Roscoe Mitchell is a founding member of The Art Ensemble of Chicago and has only had occasional dates as a leader through the years. This is one of his most rewarding although listeners accustomed to full rhythm sections and conventional swinging might find this one hard to get into. Mitchell proves to be a brilliant architect of sound, frequently building up a simple idea to unimagined heights of complexity. Performing on soprano, alto, tenor and bass saxophones at the three festivals at which this music is taken from, Roscoe Mitchell demonstrates why he is considered one of the masters of avant-garde jazz. This solo set is only topped by his 1976-77 Nessa recording Nonaah.

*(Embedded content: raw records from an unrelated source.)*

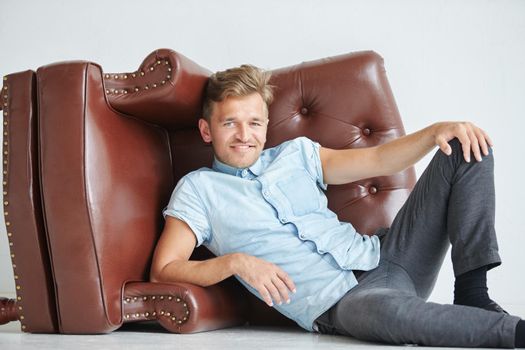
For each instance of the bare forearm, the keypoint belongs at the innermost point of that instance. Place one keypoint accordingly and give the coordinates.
(405, 151)
(203, 273)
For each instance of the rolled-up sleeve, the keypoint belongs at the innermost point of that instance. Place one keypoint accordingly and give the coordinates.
(312, 159)
(186, 205)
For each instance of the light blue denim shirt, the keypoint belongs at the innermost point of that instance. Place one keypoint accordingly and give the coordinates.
(276, 210)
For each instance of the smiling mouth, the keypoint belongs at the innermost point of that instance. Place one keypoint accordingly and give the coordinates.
(242, 148)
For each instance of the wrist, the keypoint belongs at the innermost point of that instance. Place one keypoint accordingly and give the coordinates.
(235, 262)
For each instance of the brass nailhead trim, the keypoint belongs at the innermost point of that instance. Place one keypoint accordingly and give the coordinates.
(141, 73)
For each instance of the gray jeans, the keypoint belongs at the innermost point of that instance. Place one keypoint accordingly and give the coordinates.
(452, 203)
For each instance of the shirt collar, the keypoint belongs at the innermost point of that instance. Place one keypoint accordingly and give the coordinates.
(255, 168)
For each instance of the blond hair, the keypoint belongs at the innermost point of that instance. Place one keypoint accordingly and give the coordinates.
(236, 82)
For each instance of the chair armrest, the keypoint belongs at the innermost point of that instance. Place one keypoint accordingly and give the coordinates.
(166, 90)
(184, 307)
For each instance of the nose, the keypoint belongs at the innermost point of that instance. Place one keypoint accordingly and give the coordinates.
(243, 133)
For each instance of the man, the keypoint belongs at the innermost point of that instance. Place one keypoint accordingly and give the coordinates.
(265, 216)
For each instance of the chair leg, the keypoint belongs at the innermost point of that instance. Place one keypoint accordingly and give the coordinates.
(8, 311)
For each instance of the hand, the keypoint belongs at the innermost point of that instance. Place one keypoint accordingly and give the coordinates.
(267, 278)
(470, 136)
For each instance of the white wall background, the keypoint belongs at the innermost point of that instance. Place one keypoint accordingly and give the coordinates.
(445, 59)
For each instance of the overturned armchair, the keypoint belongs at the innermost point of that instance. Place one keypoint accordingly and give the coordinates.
(91, 158)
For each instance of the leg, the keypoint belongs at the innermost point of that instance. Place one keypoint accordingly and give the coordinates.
(452, 202)
(384, 307)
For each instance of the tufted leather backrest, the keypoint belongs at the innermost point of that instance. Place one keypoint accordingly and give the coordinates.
(344, 102)
(340, 102)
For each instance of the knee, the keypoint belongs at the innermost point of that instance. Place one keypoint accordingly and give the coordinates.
(457, 150)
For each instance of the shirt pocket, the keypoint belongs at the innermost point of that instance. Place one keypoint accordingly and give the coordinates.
(300, 191)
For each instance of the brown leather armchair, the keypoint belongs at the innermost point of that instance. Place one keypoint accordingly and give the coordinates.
(90, 160)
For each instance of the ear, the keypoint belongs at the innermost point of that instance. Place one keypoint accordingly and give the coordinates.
(204, 128)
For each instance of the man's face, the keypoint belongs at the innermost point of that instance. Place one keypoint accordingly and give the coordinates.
(237, 129)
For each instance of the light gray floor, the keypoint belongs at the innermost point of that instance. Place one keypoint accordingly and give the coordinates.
(156, 338)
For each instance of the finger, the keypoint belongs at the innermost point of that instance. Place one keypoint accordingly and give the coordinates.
(283, 290)
(273, 292)
(474, 145)
(489, 141)
(287, 280)
(265, 295)
(482, 142)
(444, 146)
(465, 146)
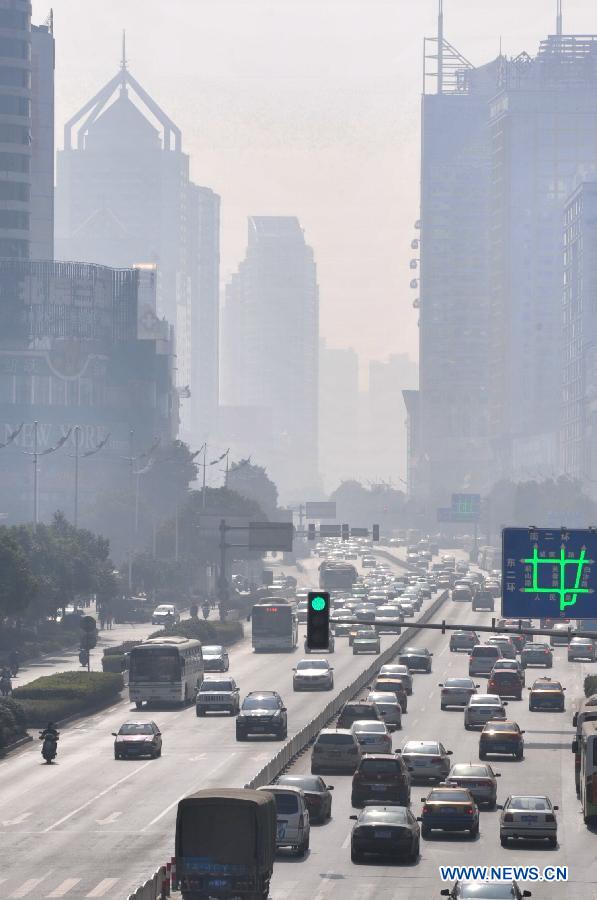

Roscoe Mitchell's CD The Solo Concert is actually culled from several different performances in the mid-'70s, done in Kalamazoo, MI, Montreal, Quebec, Canada, and Pori, Finland. Though the famous front cover photo taken by Coda Magazine's Bill Smith depicts Mitchell with his arsenal of woodwinds including flute and clarinets, he only plays alto, soprano, tenor, and bass saxophones. The variety of sounds he is able to extract from his horns has always been remarkable, but there's a refined restraint and held-in dynamics heard on many of these spontaneous compositions and thematic improvisations. Playing solo was new for Mitchell at this time, and he's resplendent on his legendary, spiky, tongued, minute-plus improvisation on his favored alto sax for "Nonaah," which bookends the program from Montreal and Pori respectively. "Ttum," from the Montreal performance, really emphasizes why the alto is the one that reflects his personal voice, in a patient dialect that is continually surprising, overblown one moment or sweet the next. Also on alto, "Enlorfe" is a tribute to John Coltrane on the horn he started out with professionally (see Dizzy Gillespie's "Dee Gee Days,") using tiny, slightly strained notes. The imposing, deep, and mid-range bass saxophone is utilized on the modal, extrapolated blues (sic) "Tutankamen," the Malachi Favors composition adopted by Mitchell and the Art Ensemble of Chicago. A two-part piece, "Eeltwo," done in Kalamazoo, has a resonant tenor saxophone singing in a tone reminiscent of vocalist Billy Eckstine, using the upper register as garnish, employing a lilting refrain, or running scales effortlessly. The soprano sax comes out during "Jibbana" in varying dynamics, blurts, and whispers, while "Oobina" has Mitchell switching back and forth from bass to soprano, exploring all timbres and volume levels. This is a reissue of an original recording from the Sackville company which preceded the Nessa label magnum opus Nonaah by two years, but that album also included duets. So this is the first, greatest, and premier solo recording by Roscoe Mitchell that has to go down as one of his all-time best, and a prime example of how to stand alone, unafraid of any preconceived notions in how modern jazz should sound or be performed.